As a thought experiment, what if there was only one full node? I know that’s ridiculous but for the sake of argument do you accept that 1000 full nodes are safer than 1?
And more general, do you accept that more full nodes are safer than fewer nodes?
> do you accept that more full nodes are safer than fewer nodes?
Sheer number doesn't mean much. What you are after is political heterogeneity. However, since this is almost impossible to measure and people tend to look for certainty, they focus on numbers, which makes using node-count metric a security risk in itself. Assuming a correlation between node count and decentralization can be dangerous, and is essentially useless beyond thought experiments (e.g. what you infer from "1 node versus 1000" does not project to "1000 nodes versus 1000000").

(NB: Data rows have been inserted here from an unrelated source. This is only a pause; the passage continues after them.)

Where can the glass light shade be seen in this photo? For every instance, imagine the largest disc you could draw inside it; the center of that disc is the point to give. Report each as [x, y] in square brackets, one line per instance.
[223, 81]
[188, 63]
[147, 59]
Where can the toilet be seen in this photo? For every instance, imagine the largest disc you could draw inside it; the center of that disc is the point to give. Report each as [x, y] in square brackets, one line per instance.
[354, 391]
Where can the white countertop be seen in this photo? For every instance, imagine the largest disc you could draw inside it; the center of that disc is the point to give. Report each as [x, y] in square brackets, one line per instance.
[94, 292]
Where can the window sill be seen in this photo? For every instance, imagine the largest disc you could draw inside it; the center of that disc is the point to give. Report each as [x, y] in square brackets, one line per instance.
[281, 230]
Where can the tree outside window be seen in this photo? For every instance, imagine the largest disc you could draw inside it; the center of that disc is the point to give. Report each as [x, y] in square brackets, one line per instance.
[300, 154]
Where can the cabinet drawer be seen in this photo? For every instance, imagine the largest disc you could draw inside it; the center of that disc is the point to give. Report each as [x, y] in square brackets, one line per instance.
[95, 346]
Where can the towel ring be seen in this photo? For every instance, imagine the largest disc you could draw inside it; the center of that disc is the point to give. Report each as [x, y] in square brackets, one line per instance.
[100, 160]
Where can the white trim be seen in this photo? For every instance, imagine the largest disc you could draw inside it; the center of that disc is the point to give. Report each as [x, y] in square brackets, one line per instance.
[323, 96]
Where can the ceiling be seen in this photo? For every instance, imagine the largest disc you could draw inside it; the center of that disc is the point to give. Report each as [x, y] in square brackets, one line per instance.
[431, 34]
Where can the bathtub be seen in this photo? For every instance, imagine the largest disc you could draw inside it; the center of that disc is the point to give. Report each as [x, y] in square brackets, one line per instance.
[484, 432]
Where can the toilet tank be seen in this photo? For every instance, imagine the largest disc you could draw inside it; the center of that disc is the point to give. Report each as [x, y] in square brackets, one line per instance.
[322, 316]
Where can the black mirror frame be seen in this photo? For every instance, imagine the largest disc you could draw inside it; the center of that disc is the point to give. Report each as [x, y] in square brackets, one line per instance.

Political heterogeneity is of course fundamental in mining distribution (e.g. if most hashpower is coming from a single miner, it is even more dangerous than most nodes being run by the same entity) and in other areas (Lightning nodes, shuffling partners and so on), but peculiarities of non-mining nodes makes the situation even less straightforward. A few thoughts in no particular order, some of which you probably will not agree with:
* Running nodes is cheap for an attacker (you can run a single node and pretend to be a thousand) while being relatively costly (per-node) for an actual user.
* Businesses have plenty of conflicting interests, but coinciding interests also arise regularly. Numbers are not of issue here. We can't leave the complete operation of the network to a narrow range of operations (miners, payment processors, etc.), even if they were of vast number.
* Datacenters can be targeted at the state level. The network needs to always have enough nodes to operate even if all of them went down.
* Casual users running nodes would be detrimental to decentralization because they lack the required attention, which leads to them aggregating around particular software distribution channels and prominent information channels. They are steered easily, they do not react flexibly and accurately in emergencies, and so on...
* Normies are never going to run full nodes no matter what you do, which somewhat limits the "casual user" demographic.
So essentially, both stalling adoption to target casual user's spare hardware and targeting business datacenters are folly. The Bitcoin network was always operated by enthusiasts and businesses together, and that has been optimal.
The idea was to see whether the guy asking for polite discussion he was calling for, would actually go for it.
Regarding your "bullshit" remark, I vehemently disagree. You need to be able to discuss what creates political heterogeneity without having a way to measure it objectively. Hiding your assumptions beneath a ton of truisms and unjustified generalizations do not work. You can at most discuss soundbites like "what is the right sized block" with no clue about what your goal is. Have at it, but you won't go further than a dead horse.
The answer to your questions is super simple. The block size should be right sized. No one can just pick an arbitrary number to stop at. That's not science. That's ideology. You could just as easily say 1k is the ideal block size without doing any experiments.
Bitcoin Core devs have never tested what the right block size should be. That would hurt Blockstream. Bitcoin Cash devs have done those tests. I remember seeing a paper about it a while back. Ask around and someone will be able to point you to it.